У нее никогда не было Стража. Для Коричневых они были бесполезной роскошью – обычный слуга мог сделать все, в чем она нуждалась, и не нужно чувствовать себя частью особых уз, бесполезных, что и говорить. И даже хуже, чем просто бесполезные – эти узы требовали, чтобы она повиновалась, и она не могла им противостоять. Так что в действительности это были не совсем узы Стража. Сестры не призывали своих Стражей к повиновению. Ладно, пусть призывали, но не очень часто. И Сестры не связывали мужчин против их желания уже много столетий. Однако, ситуация давала материал для изучения. Она анализировала свои ощущения. Время от времени, она могла почти что читать его мысли. А иногда, это больше походило на движение ощупью в темноте без фонаря. Она решила, во что бы то ни стало попробовать научиться, даже если ее голову положат под топор палача. Что очень даже было реально. Он мог чувствовать ее так же как она его.
Она всегда должна это помнить. Часть Аша'манов могли верить, что Айз Седай покорились своей участи, но только дурак мог решить, что пятьдесят одна Сестра, насильственно связанная узами, покоряться. А Логайн не был дураком. Кроме того, он знал, что их направили уничтожить Черную Башню. И если он узнает, что они по-прежнему пытаются найти способ уничтожить сотню мужчин, способных направлять… Свет, для таких беспомощных пленников как они, достаточно всего одного приказа, и от них не останется никаких следов! И ничего нельзя поделать, чтобы помешать Черной Башне. Она никак не могла понять, почему этот приказ не был отдан из простой предосторожности. Они должны победить. Одна ошибка, и мир обречен.
Логайн обернулся в седле, сильная, широкоплечая фигура в хорошо сидящем темном как смоль кафтане, без единого светлого пятнышка, кроме серебряного Меча и красно-золотого Дракона на высоком воротнике.

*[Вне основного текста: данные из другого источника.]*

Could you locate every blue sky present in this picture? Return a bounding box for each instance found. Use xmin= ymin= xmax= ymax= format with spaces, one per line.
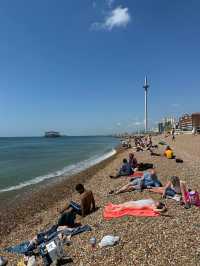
xmin=0 ymin=0 xmax=200 ymax=136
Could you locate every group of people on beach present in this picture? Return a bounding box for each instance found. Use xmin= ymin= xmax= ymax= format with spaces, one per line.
xmin=0 ymin=136 xmax=200 ymax=265
xmin=109 ymin=136 xmax=200 ymax=211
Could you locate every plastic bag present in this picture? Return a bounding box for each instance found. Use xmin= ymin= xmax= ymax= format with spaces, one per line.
xmin=99 ymin=235 xmax=120 ymax=248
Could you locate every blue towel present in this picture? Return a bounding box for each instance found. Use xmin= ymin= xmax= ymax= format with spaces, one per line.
xmin=4 ymin=225 xmax=92 ymax=254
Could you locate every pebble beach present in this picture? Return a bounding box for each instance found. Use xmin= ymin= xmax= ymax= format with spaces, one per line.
xmin=0 ymin=135 xmax=200 ymax=266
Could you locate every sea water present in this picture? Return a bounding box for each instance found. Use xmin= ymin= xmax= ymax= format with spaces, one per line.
xmin=0 ymin=136 xmax=119 ymax=194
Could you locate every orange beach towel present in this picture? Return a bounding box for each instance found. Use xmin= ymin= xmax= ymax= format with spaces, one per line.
xmin=103 ymin=203 xmax=160 ymax=220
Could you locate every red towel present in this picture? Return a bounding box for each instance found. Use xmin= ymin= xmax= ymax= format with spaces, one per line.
xmin=103 ymin=203 xmax=160 ymax=220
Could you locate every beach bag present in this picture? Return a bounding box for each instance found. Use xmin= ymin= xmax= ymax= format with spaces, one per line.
xmin=189 ymin=191 xmax=200 ymax=206
xmin=99 ymin=235 xmax=120 ymax=248
xmin=40 ymin=237 xmax=64 ymax=266
xmin=176 ymin=158 xmax=183 ymax=163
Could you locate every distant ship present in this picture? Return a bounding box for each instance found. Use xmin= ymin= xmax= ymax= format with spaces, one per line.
xmin=44 ymin=131 xmax=61 ymax=138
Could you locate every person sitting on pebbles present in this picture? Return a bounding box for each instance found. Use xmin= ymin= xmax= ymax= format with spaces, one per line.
xmin=58 ymin=184 xmax=96 ymax=226
xmin=111 ymin=199 xmax=167 ymax=212
xmin=150 ymin=176 xmax=191 ymax=209
xmin=109 ymin=169 xmax=162 ymax=194
xmin=110 ymin=158 xmax=133 ymax=178
xmin=164 ymin=146 xmax=175 ymax=159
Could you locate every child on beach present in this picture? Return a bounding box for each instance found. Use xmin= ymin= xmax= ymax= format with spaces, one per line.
xmin=164 ymin=146 xmax=175 ymax=159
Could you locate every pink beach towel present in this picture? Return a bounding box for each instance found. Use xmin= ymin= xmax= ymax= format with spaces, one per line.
xmin=103 ymin=203 xmax=160 ymax=220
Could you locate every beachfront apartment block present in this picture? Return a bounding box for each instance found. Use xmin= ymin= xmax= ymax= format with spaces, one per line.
xmin=179 ymin=113 xmax=200 ymax=131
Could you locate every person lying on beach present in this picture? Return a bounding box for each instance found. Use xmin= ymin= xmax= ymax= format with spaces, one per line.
xmin=110 ymin=199 xmax=167 ymax=212
xmin=150 ymin=176 xmax=190 ymax=208
xmin=59 ymin=184 xmax=96 ymax=225
xmin=128 ymin=153 xmax=138 ymax=171
xmin=109 ymin=169 xmax=162 ymax=194
xmin=110 ymin=159 xmax=133 ymax=178
xmin=164 ymin=146 xmax=175 ymax=159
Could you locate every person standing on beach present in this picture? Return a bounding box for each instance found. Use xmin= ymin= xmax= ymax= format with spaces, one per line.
xmin=172 ymin=128 xmax=175 ymax=141
xmin=58 ymin=184 xmax=96 ymax=225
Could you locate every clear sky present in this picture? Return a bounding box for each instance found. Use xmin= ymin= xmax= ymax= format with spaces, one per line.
xmin=0 ymin=0 xmax=200 ymax=136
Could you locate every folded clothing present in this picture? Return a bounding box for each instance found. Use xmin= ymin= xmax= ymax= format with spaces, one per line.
xmin=103 ymin=203 xmax=160 ymax=220
xmin=4 ymin=225 xmax=92 ymax=254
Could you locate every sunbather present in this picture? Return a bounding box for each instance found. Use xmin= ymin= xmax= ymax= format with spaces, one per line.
xmin=150 ymin=176 xmax=189 ymax=208
xmin=58 ymin=184 xmax=95 ymax=225
xmin=115 ymin=199 xmax=166 ymax=212
xmin=110 ymin=159 xmax=133 ymax=178
xmin=110 ymin=169 xmax=162 ymax=194
xmin=164 ymin=146 xmax=175 ymax=159
xmin=128 ymin=153 xmax=138 ymax=170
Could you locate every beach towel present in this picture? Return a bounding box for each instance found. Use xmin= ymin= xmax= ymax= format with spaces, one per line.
xmin=130 ymin=172 xmax=143 ymax=177
xmin=158 ymin=141 xmax=167 ymax=145
xmin=103 ymin=203 xmax=160 ymax=220
xmin=4 ymin=225 xmax=92 ymax=254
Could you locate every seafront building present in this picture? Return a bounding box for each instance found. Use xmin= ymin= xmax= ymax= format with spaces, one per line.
xmin=158 ymin=117 xmax=177 ymax=133
xmin=179 ymin=113 xmax=200 ymax=131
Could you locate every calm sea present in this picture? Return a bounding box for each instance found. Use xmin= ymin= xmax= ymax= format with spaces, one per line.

Его черный плащ был отброшен назад, словно холод его не касался. Так оно и было. Эти мужчины, кажется, думали, что они должны все время сражаться со всем миром. Он ей улыбнулся – успокаивающе – и она моргнула. Неужели она позволила слишком сильному беспокойству проскользнуть на его конец уз? Это было похоже на очень деликатный танец – пытаться управлять своими эмоциями, и давать только правильные ответы. Очень похоже на Испытания на Шаль, где каждый поток должен был быть сплетен точно, без малейшего колебания, несмотря на любые попытки отвлечь; только это испытание все продолжалось, продолжалось и продолжалось.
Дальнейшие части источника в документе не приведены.